Voice technology has led to voice analysis research that provides a better understanding of human behavior, but raises concerns about confidentiality and accuracy.


Voicesense makes an intriguing promise to its customers: give us the voice of someone and we'll tell you what it will do.. The Israeli company uses real-time voice analysis during calls to determine if a person is likely to default on a bank loan, buy a more expensive product or be the best candidate for a job.

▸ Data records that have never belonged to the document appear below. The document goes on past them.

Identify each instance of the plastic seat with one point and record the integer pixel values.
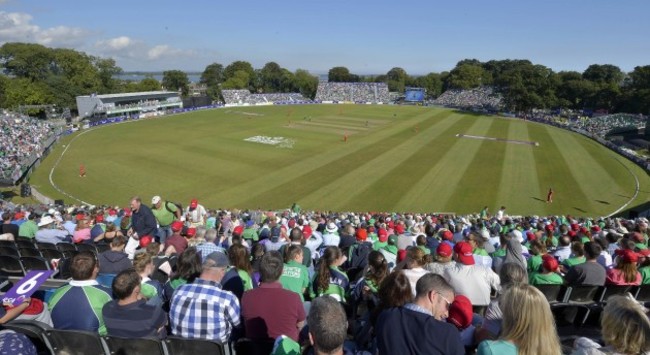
(74, 342)
(29, 252)
(552, 292)
(66, 247)
(10, 265)
(182, 346)
(9, 250)
(126, 346)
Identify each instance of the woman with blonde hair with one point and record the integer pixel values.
(528, 327)
(625, 330)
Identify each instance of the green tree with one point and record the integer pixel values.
(244, 66)
(396, 79)
(26, 60)
(340, 75)
(239, 80)
(306, 83)
(271, 77)
(175, 80)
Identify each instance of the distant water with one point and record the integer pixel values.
(195, 78)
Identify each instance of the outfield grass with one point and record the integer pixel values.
(395, 159)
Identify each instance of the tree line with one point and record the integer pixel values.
(35, 74)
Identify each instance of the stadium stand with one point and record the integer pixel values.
(418, 242)
(353, 92)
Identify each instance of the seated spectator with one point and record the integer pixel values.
(188, 268)
(625, 271)
(48, 233)
(548, 275)
(443, 260)
(528, 325)
(176, 244)
(114, 260)
(415, 261)
(589, 273)
(201, 309)
(461, 316)
(625, 330)
(129, 315)
(511, 274)
(270, 311)
(78, 306)
(150, 289)
(81, 232)
(295, 276)
(328, 326)
(474, 281)
(329, 279)
(409, 329)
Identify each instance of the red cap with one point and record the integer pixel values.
(177, 226)
(382, 234)
(627, 255)
(145, 240)
(361, 235)
(550, 263)
(401, 255)
(465, 253)
(306, 232)
(460, 312)
(530, 236)
(444, 250)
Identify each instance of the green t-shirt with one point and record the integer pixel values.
(645, 275)
(551, 278)
(534, 263)
(246, 279)
(295, 277)
(574, 260)
(28, 229)
(163, 215)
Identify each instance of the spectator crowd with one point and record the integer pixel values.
(286, 281)
(21, 138)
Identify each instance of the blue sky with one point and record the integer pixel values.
(368, 37)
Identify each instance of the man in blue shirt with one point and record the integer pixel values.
(418, 327)
(202, 310)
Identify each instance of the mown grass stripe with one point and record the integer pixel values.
(344, 192)
(444, 170)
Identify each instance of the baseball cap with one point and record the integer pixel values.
(361, 235)
(444, 250)
(382, 234)
(145, 240)
(627, 255)
(460, 312)
(550, 263)
(218, 258)
(464, 252)
(177, 226)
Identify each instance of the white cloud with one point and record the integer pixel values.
(18, 27)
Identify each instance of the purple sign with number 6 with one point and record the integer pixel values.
(26, 287)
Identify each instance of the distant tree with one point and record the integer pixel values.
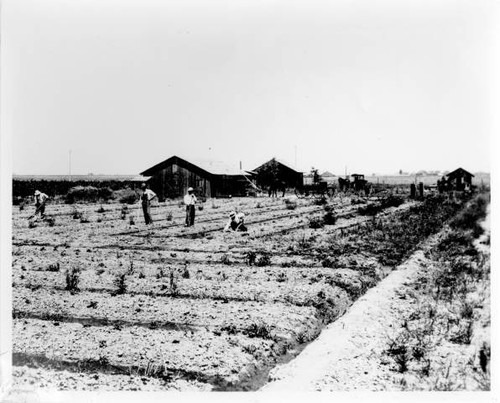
(269, 173)
(315, 175)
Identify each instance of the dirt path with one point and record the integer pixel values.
(340, 359)
(348, 355)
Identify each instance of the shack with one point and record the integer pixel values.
(459, 179)
(171, 178)
(276, 174)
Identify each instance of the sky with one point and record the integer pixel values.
(362, 86)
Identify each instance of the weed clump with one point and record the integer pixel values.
(259, 330)
(316, 222)
(72, 276)
(120, 282)
(290, 204)
(263, 260)
(251, 257)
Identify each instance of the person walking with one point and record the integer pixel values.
(190, 201)
(40, 200)
(146, 197)
(236, 222)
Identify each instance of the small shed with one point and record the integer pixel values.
(328, 177)
(275, 173)
(171, 178)
(459, 179)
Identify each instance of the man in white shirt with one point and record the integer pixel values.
(40, 200)
(147, 196)
(190, 201)
(236, 222)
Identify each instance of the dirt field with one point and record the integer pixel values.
(102, 302)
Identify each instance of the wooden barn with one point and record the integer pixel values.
(459, 179)
(276, 173)
(172, 177)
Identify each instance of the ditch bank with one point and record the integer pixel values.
(341, 354)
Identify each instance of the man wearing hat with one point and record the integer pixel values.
(147, 196)
(40, 199)
(190, 201)
(236, 222)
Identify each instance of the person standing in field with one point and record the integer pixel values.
(190, 201)
(146, 197)
(236, 222)
(40, 200)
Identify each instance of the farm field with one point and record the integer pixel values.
(103, 302)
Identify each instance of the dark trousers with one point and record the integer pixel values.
(146, 208)
(190, 215)
(238, 227)
(40, 208)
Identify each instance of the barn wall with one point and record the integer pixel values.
(174, 180)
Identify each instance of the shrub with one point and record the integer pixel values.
(83, 194)
(125, 196)
(76, 214)
(291, 204)
(185, 272)
(320, 200)
(263, 260)
(328, 262)
(53, 267)
(260, 330)
(329, 218)
(72, 276)
(120, 282)
(316, 222)
(174, 290)
(224, 259)
(251, 257)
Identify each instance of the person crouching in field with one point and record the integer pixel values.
(190, 201)
(146, 197)
(236, 222)
(40, 200)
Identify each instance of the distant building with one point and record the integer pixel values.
(459, 179)
(172, 177)
(328, 177)
(276, 173)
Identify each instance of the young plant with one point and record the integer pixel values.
(72, 276)
(120, 282)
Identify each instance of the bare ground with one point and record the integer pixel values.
(349, 353)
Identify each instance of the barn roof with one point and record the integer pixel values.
(458, 171)
(210, 166)
(280, 161)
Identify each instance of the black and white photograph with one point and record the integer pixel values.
(267, 197)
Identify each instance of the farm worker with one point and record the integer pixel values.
(40, 200)
(236, 222)
(190, 201)
(146, 197)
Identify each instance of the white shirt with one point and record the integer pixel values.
(41, 198)
(190, 199)
(149, 194)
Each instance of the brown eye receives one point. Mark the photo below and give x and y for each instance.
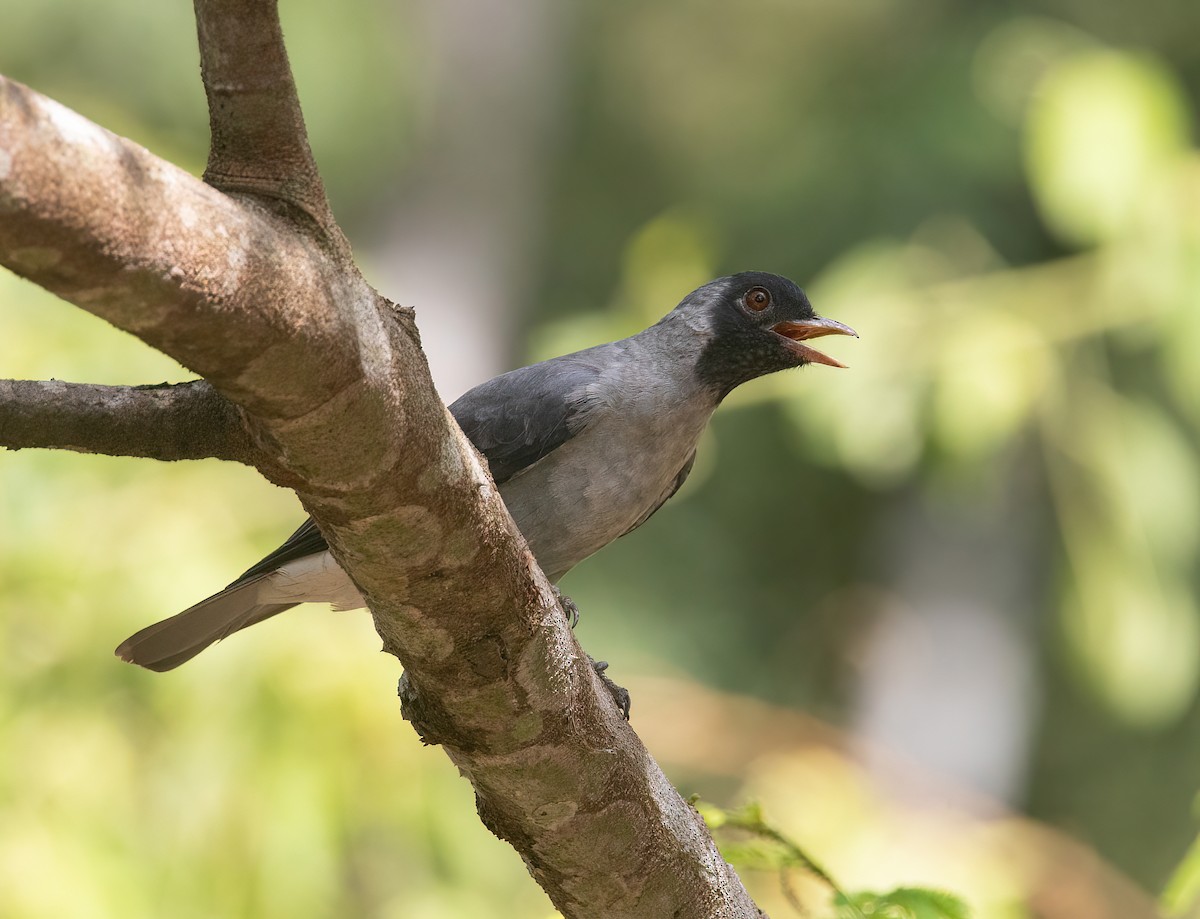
(757, 300)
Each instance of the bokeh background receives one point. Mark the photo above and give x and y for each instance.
(937, 612)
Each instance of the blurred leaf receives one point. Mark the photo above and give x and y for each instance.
(991, 370)
(904, 904)
(1104, 126)
(1181, 895)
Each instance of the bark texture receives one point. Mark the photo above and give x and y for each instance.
(321, 383)
(166, 421)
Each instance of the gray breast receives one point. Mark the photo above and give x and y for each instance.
(600, 484)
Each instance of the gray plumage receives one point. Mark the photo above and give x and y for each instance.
(583, 448)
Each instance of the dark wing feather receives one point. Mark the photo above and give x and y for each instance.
(681, 478)
(305, 541)
(519, 418)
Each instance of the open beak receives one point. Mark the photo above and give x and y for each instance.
(799, 331)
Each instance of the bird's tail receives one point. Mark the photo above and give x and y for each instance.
(166, 644)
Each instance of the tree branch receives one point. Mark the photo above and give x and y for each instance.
(259, 144)
(180, 421)
(336, 390)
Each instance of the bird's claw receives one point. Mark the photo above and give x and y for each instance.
(619, 694)
(569, 608)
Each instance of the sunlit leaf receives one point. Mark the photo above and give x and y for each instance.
(904, 904)
(1182, 892)
(1103, 127)
(991, 370)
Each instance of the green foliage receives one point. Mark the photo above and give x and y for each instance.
(766, 848)
(904, 904)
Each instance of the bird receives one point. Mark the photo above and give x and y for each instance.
(583, 449)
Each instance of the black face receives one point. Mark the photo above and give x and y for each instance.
(760, 322)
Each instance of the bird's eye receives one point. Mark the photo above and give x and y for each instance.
(757, 299)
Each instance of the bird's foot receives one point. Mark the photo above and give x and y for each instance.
(568, 606)
(619, 694)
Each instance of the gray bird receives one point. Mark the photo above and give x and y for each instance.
(583, 448)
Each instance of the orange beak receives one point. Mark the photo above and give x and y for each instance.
(803, 329)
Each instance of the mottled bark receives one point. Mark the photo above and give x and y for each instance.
(167, 421)
(253, 290)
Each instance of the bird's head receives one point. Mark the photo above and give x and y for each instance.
(754, 324)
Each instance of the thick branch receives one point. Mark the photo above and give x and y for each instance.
(180, 421)
(335, 385)
(137, 241)
(259, 144)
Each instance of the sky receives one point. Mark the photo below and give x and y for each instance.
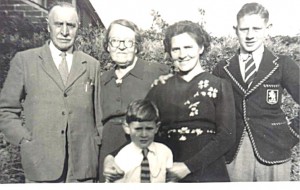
(220, 15)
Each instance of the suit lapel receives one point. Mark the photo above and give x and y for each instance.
(49, 67)
(79, 66)
(266, 68)
(233, 70)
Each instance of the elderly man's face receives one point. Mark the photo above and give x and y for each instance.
(251, 31)
(63, 25)
(122, 47)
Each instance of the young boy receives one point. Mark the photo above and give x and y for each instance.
(264, 137)
(143, 160)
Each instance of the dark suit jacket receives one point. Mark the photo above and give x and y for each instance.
(49, 107)
(258, 108)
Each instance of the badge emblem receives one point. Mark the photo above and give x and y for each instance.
(272, 96)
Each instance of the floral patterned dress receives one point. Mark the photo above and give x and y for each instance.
(198, 123)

This is one of many companies looking for the personal ideas contained in our speech. In recent years, researchers and start-ups have become aware of the wealth of information that can be exploited from the voice, especially since the popularity of home helpers like Alexa, from Amazon, makes consumers more and more comfortable talking with their devices. The voice technology market is growing and is expected to reach $ 15.5 billion by 2029, according to a report by business analytics company IdTechEx. "Almost everyone is talking and there are a multitude of devices that capture the voice, whether it's your phone or things like Alexa and Google Home," said researcher Satrajit Ghosh at MITC McGovern Center, which is interested in the development of voice analysis of mental disorders. health purposes. "The voice has become a fairly ubiquitous current in life."

The voice is not only ubiquitous; it's very personal, difficult to simulate – think about the disbelief surrounding Theranos 'former CEO, Elizabeth Holmes' falsely serious voice – and present in some of our most intimate environments. People talk to Alexa (who has mistakenly recorded conversations) at home and digital voice assistants are increasingly used in hospitals. Voice log applications such as Maslo rely on users who speak frankly about their problems. At the moment, many people know that tweets and posts on Instagram will be monitored, but they think less about our voice as another form of data that can tell us about ourselves and give us to # 39; others. All of this has led to exciting research on how this information can enrich our lives, as well as concerns about the confidentiality of how accurate this information is and how it will be used.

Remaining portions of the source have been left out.